The Death of Freedom?

Man, I would love to support an African-American candidate for President. In fact, I even took a little test on "implicit / automatic" biases recently on a Harvard web site, link here, and found I have a slight automatic bias towards black people versus white people. This project is also mentioned in Malcolm Gladwell's fascinating book, "Blink", which deals with decisions humans make at a subconscious level.
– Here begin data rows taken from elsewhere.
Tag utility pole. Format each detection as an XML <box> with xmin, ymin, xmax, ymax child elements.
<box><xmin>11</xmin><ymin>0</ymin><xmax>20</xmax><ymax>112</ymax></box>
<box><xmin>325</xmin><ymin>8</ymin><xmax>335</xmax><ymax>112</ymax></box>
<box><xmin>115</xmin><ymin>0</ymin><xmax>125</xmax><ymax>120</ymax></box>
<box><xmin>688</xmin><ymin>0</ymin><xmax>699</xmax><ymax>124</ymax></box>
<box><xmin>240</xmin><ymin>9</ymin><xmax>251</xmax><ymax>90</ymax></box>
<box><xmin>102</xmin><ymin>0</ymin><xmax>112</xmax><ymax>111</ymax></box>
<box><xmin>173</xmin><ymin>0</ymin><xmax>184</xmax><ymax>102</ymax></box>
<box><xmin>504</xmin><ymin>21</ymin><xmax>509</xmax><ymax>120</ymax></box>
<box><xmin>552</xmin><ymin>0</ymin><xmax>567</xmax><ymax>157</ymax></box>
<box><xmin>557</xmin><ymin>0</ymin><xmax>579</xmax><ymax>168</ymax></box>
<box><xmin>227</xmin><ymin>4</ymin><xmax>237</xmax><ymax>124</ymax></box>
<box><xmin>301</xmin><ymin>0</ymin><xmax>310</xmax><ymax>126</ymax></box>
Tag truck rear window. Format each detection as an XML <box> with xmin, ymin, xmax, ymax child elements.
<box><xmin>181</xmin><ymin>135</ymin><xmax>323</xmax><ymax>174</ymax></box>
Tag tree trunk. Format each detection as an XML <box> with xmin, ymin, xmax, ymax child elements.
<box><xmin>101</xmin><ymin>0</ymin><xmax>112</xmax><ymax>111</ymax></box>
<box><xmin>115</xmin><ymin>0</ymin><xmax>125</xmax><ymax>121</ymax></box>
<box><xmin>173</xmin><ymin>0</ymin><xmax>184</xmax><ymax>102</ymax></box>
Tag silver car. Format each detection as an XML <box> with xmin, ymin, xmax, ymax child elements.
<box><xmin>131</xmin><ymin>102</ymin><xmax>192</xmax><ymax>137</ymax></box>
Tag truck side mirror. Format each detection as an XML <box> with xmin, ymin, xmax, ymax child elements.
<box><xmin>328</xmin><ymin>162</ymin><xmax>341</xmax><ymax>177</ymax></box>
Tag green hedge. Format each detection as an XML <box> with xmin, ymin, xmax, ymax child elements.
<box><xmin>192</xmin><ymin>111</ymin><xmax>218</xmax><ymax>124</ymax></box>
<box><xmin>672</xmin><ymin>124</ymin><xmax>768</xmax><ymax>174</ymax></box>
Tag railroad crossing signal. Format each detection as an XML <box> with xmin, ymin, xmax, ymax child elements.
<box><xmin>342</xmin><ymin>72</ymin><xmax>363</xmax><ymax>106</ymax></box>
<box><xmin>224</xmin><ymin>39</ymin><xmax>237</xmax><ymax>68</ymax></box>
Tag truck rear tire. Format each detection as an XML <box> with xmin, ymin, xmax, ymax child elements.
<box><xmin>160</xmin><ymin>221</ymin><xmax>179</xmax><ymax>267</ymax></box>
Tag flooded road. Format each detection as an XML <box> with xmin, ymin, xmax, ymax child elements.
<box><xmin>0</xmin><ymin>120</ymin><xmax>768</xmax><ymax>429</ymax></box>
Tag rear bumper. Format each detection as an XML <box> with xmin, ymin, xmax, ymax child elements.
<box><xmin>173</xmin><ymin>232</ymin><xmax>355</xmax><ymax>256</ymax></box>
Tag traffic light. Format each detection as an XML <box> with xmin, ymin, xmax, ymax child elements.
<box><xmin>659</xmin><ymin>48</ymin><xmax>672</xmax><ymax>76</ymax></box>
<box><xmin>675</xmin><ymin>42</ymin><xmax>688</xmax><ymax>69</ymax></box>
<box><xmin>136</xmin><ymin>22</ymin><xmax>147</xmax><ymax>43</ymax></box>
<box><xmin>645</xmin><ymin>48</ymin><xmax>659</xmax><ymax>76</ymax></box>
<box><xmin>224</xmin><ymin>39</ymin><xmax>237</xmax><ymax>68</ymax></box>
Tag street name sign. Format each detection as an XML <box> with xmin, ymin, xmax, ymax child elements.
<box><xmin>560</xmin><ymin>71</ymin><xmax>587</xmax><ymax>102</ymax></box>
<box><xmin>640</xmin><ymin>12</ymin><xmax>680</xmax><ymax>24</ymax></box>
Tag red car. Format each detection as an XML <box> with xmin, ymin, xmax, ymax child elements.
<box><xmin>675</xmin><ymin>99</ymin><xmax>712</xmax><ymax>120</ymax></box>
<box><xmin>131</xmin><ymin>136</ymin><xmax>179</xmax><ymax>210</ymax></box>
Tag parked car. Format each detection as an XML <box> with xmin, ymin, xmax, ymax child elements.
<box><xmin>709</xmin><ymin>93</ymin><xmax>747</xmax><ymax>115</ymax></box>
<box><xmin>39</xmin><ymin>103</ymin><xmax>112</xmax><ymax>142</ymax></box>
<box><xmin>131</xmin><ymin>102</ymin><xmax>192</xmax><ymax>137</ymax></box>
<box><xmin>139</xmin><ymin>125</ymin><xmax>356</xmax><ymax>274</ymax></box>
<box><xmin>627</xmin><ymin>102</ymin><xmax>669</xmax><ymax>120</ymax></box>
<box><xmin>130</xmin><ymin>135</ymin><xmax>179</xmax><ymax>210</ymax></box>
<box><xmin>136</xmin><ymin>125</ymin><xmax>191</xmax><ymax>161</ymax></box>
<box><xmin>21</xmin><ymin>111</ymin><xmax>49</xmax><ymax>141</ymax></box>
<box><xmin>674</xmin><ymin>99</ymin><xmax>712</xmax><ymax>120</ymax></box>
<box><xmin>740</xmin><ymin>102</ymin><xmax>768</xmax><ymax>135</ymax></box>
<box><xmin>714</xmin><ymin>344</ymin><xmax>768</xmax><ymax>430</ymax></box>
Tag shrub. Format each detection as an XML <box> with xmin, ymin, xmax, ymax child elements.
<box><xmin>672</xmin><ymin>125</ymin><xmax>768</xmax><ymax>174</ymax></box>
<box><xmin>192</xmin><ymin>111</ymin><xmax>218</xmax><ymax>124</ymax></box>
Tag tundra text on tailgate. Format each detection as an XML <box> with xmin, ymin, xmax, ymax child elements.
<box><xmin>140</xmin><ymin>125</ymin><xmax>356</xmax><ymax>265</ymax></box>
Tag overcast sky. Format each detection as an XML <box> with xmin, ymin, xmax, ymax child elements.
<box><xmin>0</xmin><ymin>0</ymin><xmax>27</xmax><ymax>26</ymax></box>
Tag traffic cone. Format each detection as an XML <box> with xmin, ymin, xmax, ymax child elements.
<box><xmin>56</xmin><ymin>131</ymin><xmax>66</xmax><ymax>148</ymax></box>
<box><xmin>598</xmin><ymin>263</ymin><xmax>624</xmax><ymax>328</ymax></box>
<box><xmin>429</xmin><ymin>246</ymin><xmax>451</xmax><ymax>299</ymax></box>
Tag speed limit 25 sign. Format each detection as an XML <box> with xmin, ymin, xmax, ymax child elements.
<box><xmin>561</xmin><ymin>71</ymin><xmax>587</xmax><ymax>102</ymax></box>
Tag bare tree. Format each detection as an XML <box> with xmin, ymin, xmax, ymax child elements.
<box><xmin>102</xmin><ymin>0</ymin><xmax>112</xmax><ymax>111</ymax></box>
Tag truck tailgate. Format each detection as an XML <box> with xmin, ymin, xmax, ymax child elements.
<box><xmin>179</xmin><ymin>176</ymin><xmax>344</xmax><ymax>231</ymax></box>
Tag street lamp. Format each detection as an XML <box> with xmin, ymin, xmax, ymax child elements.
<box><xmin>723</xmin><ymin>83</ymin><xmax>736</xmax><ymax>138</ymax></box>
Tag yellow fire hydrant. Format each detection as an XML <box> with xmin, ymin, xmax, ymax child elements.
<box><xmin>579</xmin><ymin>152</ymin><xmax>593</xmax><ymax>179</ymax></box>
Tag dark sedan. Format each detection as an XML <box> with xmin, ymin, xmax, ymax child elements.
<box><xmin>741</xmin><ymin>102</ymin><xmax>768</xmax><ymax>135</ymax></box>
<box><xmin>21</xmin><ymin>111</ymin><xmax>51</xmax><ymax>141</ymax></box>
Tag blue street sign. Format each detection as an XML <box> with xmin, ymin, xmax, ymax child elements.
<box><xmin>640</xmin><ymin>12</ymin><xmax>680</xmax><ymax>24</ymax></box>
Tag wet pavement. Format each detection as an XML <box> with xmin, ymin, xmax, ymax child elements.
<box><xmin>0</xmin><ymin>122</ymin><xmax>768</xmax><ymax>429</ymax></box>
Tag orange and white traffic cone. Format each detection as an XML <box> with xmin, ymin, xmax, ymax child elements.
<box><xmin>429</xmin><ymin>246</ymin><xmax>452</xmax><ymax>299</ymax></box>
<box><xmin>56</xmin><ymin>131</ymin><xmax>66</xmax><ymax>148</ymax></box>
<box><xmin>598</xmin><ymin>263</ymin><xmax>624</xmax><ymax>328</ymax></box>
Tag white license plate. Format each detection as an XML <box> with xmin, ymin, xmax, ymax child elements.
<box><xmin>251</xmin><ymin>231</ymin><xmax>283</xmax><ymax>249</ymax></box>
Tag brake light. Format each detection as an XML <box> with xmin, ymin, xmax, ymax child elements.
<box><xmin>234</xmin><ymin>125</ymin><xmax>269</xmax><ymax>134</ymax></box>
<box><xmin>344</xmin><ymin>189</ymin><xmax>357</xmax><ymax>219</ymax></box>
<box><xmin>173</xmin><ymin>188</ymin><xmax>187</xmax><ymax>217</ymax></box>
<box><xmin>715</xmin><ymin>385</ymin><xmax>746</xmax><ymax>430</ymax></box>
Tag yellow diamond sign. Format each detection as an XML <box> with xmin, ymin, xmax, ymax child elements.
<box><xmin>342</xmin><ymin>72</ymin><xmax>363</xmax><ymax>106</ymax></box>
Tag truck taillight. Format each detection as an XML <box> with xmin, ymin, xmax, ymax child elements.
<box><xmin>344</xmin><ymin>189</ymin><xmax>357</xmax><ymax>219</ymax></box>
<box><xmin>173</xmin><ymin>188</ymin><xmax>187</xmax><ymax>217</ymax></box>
But while I'd like to support a black man or woman for President, that candidate first and foremost must be someone that will uphold the Constitution and freedom, which is the main concept I feel has made America great. I don't feel Obama does this. Here is an article on National Review that captures my feelings almost exactly. A couple of paragraphs I like:

Freedom accepts that we are different. The endless variety of life assures that. I had every opportunity to become just as good a basketball player as Michael Jordan, but he has natural gifts and worked harder. If we played a hundred times, he would whip me a hundred times by about 500 points. No Change, no matter how rapturously framed, could alter that result without chaining him to the bench and rendering the game no longer recognizable as basketball. That would be perversion, not justice.

Yet, this is just what Obama’s “economic justice” envisions: that the government can hamstring Michael Jordan and give me enough freebies that, despite his talent and industry, he can only play me to a tie, destroying his incentive to excel while the Bulls go out of business, no longer able to afford even my mediocrity. Naturally, such an absurd system requires change. Redistribution smothers the freedom our Constitution is designed to foster. It is therefore antithetical to our law.